In the run up to the introduction of the NHS care.data programme, there is an urgent need for a debate about what we, and our healthcare providers, mean by the term “consent”.
So far, the plans for care.data are ringing alarm bells, and for good reason. But we are becoming more and more comfortable with handling our own data when we use technology such as smart wristbands and apps that track our diets. If the NHS took heed of how this field is handling the difficult issue of personal privacy, it might have more success winning over a wary public.
What is consent?
Neither the aggregation, nor sharing of the data in the NHS database will require the explicit consent of the patients concerned. While it is claimed that data will be anonymised, the records can include data which could, if certain precautions are not taken, be used to re-identify individuals.
All patients are automatically included in the system, with the option of “opting-out” by writing to their GP. Such basic privacy control presents patients with an all-or-nothing choice regarding how their health records are shared. There is currently no way for patients to express preferences about which parts of their record they would like to share, specific purposes for which they may or may not be used, and what should be allowed to happen with findings derived from them.

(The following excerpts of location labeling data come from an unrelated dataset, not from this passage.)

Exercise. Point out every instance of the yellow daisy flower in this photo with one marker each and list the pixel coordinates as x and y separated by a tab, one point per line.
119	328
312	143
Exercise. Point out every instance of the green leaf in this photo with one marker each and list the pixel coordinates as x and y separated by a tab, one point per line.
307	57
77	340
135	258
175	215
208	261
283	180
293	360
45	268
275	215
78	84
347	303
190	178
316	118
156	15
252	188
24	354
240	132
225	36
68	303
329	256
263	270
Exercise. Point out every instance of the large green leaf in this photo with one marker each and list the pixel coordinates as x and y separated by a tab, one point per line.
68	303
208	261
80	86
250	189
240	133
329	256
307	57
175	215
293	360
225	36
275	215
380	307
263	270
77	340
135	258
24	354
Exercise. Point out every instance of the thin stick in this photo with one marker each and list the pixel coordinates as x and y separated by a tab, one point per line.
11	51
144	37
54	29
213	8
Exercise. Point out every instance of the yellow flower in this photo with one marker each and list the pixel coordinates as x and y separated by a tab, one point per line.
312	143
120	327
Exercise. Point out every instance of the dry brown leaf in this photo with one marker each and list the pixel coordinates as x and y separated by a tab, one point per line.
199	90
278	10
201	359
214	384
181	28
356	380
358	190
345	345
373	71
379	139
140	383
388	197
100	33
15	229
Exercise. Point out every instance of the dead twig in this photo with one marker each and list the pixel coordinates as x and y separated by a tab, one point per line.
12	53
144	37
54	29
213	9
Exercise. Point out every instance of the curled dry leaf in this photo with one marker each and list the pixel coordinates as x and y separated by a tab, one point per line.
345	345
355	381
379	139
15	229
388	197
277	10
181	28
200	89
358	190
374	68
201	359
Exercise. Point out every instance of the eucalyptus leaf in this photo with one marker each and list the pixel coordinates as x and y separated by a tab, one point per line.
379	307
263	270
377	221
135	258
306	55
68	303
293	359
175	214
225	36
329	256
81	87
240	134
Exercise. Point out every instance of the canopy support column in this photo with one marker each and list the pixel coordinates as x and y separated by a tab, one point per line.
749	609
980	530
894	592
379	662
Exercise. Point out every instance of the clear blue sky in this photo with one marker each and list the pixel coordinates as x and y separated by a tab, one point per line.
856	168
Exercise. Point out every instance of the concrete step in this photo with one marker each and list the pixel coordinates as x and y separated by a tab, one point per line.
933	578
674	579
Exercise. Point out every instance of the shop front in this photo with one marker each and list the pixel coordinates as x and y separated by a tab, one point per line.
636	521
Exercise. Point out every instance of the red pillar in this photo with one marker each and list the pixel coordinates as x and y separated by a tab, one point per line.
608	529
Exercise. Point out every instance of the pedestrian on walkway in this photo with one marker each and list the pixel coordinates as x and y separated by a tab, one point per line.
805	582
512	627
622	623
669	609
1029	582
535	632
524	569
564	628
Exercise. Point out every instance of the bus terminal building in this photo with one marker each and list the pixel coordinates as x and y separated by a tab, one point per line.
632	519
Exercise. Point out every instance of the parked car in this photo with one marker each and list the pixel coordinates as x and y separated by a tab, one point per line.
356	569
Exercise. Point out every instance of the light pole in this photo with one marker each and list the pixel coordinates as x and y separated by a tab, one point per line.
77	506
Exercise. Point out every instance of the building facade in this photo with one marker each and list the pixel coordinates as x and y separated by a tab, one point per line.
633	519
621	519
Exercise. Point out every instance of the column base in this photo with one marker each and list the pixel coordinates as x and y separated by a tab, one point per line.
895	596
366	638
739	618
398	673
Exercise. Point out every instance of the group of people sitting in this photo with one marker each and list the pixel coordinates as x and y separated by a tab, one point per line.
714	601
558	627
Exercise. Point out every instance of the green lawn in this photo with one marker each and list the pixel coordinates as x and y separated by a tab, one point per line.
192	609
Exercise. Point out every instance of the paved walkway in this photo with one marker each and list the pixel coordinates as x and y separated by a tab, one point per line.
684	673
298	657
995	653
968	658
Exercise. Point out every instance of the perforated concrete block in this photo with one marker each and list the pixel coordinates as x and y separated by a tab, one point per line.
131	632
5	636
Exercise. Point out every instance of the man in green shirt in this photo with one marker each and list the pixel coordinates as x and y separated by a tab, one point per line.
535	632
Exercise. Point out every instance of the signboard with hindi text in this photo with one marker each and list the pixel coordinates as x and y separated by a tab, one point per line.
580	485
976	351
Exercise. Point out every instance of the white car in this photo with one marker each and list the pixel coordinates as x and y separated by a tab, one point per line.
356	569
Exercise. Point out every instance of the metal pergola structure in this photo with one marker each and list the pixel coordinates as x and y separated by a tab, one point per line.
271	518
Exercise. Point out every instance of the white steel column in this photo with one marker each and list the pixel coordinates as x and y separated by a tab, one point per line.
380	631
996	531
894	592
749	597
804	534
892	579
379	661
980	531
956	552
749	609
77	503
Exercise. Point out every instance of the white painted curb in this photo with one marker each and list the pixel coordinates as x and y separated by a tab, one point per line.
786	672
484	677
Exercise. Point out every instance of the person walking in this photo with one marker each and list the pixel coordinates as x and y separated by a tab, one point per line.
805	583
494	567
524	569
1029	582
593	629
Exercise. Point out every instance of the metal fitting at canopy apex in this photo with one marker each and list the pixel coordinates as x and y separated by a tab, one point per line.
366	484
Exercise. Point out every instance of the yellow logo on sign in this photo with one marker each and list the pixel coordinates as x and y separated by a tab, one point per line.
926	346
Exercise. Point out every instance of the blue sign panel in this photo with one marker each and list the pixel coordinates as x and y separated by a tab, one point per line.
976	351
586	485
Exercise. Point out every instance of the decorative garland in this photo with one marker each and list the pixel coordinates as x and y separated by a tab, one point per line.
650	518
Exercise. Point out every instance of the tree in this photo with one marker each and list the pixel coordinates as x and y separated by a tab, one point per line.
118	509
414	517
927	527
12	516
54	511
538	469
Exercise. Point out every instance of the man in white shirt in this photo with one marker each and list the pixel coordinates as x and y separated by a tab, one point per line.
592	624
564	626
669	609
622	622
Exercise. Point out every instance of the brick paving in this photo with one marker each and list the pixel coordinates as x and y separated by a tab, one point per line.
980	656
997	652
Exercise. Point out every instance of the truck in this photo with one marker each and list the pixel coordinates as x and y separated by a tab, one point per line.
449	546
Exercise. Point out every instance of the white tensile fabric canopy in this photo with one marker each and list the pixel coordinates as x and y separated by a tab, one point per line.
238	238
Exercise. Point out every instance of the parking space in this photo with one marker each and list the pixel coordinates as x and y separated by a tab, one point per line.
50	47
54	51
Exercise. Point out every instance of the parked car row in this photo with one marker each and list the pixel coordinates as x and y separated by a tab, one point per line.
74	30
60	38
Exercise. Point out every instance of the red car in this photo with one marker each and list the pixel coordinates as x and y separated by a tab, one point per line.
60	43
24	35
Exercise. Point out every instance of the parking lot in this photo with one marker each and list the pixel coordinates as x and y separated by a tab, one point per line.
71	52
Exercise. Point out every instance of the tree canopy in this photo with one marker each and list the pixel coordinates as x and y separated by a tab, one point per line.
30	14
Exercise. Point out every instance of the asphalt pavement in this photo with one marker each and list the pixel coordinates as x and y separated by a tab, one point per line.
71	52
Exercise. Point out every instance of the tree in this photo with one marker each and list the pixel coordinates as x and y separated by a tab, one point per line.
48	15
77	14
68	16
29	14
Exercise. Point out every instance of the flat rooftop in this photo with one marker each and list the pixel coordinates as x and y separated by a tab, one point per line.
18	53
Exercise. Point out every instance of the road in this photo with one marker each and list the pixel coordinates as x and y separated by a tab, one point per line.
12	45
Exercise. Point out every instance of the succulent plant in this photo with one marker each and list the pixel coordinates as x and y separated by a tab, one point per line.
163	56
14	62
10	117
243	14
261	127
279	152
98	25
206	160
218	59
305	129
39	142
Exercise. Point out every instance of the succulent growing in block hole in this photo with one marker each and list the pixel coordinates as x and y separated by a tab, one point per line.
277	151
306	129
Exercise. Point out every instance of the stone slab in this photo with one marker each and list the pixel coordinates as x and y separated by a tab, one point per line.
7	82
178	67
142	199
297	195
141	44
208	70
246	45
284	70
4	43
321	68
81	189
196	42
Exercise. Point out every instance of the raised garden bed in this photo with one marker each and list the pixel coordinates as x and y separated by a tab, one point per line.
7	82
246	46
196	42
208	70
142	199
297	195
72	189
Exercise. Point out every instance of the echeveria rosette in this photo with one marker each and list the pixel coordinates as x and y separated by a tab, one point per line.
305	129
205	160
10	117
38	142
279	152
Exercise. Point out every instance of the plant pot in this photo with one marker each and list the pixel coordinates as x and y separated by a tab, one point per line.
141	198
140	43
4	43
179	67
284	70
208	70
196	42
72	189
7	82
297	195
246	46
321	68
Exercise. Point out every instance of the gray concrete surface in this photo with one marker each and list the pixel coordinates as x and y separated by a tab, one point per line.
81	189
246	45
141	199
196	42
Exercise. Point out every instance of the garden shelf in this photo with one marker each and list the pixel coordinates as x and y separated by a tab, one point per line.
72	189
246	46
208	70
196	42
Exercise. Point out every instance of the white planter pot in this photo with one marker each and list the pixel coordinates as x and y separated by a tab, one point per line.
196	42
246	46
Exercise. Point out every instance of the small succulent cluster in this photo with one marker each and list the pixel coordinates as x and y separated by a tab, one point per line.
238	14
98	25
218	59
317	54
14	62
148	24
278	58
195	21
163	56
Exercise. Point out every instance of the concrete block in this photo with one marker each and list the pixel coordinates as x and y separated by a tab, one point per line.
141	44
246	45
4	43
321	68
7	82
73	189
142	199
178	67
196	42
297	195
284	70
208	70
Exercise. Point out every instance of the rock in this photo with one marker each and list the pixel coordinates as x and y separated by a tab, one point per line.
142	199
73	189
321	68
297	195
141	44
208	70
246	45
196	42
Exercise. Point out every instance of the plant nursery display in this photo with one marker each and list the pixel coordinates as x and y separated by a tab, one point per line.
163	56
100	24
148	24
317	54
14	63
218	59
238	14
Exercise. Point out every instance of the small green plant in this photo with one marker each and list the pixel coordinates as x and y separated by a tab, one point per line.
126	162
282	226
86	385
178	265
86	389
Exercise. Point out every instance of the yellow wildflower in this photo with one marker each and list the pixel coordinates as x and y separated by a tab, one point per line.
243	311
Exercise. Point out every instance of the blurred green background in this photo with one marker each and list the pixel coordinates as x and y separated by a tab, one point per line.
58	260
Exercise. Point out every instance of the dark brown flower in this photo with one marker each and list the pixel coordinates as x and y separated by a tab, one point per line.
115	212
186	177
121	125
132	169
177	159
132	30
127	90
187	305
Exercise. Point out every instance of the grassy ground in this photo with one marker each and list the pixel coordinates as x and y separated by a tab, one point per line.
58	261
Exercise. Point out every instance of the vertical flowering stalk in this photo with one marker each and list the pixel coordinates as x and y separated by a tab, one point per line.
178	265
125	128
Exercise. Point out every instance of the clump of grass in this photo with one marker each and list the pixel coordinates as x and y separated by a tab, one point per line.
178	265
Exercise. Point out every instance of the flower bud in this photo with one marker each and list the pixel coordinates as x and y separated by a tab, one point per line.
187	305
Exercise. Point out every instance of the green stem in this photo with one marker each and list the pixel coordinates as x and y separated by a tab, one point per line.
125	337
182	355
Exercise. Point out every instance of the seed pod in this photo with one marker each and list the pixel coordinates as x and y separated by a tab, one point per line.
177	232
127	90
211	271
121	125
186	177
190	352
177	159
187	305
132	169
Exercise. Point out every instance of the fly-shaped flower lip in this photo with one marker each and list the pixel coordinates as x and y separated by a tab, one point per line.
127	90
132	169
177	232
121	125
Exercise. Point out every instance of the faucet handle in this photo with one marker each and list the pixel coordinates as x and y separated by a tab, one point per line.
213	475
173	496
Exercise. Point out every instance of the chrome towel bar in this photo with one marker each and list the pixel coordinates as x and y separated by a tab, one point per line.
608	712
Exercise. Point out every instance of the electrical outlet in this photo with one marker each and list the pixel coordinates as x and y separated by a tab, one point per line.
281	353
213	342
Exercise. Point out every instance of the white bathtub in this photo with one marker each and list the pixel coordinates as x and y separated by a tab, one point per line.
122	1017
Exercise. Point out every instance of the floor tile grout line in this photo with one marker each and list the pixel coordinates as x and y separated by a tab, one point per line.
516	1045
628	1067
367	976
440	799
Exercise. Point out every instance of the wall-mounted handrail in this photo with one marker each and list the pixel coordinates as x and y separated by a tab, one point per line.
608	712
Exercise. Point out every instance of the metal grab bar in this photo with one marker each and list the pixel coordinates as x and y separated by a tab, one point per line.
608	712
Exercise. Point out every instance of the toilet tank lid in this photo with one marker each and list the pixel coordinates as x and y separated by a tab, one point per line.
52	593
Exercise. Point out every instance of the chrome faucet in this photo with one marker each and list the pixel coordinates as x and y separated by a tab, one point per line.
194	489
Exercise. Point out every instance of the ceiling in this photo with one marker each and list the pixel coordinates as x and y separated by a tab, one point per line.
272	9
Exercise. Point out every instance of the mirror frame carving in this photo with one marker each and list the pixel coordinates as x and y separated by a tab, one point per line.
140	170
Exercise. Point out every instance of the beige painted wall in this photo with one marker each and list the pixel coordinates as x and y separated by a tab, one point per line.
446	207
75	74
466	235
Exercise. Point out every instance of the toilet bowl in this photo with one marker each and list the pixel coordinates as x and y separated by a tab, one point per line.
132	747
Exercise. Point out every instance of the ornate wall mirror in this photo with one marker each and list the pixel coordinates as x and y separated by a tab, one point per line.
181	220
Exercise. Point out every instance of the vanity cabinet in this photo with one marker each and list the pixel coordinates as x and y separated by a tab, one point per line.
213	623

The rollout of this system raises the urgent need for a public debate on the issues of privacy of medical information. Certainly, such information has the potential to help improve health services and identify problem areas, as well as being useful for research. But it also raises fears that sensitive data will be leaked, abused, or used in ways which are contrary to patients’ wishes.
Since patients will not be informed if, when and with whom their data is shared, deciding not to opt-out equates to a high degree of trust in the authorities responsible for releasing this information. By using an automatic opt-in approach, this trust is assumed unless otherwise stated. But a recent Wellcome Trust survey revealed that the public does not trust institutions enough to support that assumption.
Even if all patients were educated about the care.data system, and aware of both their implied consent and the possibility of opting-out, the project is still playing fast and lose with the term “consent”. Does the word retain any meaning when the scope and number of actions being consented to is so open, and when there is no way for the consenting party to easily remain informed as to what they have consented to?
Health data in your hand
But beyond traditional healthcare systems, people are beginning to collate, manage and make use of their own healthcare information. Mobile devices such as smartphones and wearable computers, and the plethora of applications running on them, means that people are collecting and manipulating their data like never before. They are keeping track of their heart rate, their weight, and even their sleep patterns. They are storing information about their excercise regime and even sharing it online.
This personalised e-health movement also faces issues of privacy and security but the patient or user remains the undisputed owner of their data and is naturally at the centre of all decisions about access and usage. In this domain, a number of technologies are under investigation that could lead to a healthier balance between patient privacy and end-user utility of health information.
The TRUMP UK-India project is a good example of trying out mobile technology to help people in rural areas manage their own health in a way that feels secure. Patients suffering from chronic illnesses, such as diabetes and depression, use smartphones to monitor their condition, which could involve the collection of data such as location and activity, mood or diet diaries and blood pressure readings. GPs and care providers can then access this data and use it to make decisions about the patient’s care.
Part of this project involves helping patients and GPs to define rich, machine-readable policies, which reflect their privacy preferences. These policies are essentially fine-grained statements of conditional consent, and allow third party access to be automatically restricted to cases which respect patients’ wishes. It shows that it is possible to at least look into making detailed consent part of the system, something which the NHS might want to think about for care.data, even at this advanced stage.
This is nothing, of course, if patients cannot verify that their wishes are being respected. Care.data might make patients less uncomfortable if they could be provided a degree of transparency about what has been done with their data. Technology can be used to capture the provenance of data, detailed machine and human-readable audit trails which allow patients to trace the history of their data, from doctor’s surgery to research laboratory.
A wide-reaching database such as care.data requires a more refined approach to patient consent management and involvement than what we are seeing in the NHS. Together, provenance and policies provide a means to manage rich and dynamic patient consent, while building confidence that their wishes are being respected.
Scaling the kinds of technology seen in the TRUMP project to massive use will be extremely challenging. However, they will hopefully allow future systems to effectively balance the potential benefits for data users with the complex and dynamic privacy and ethical preferences of patients.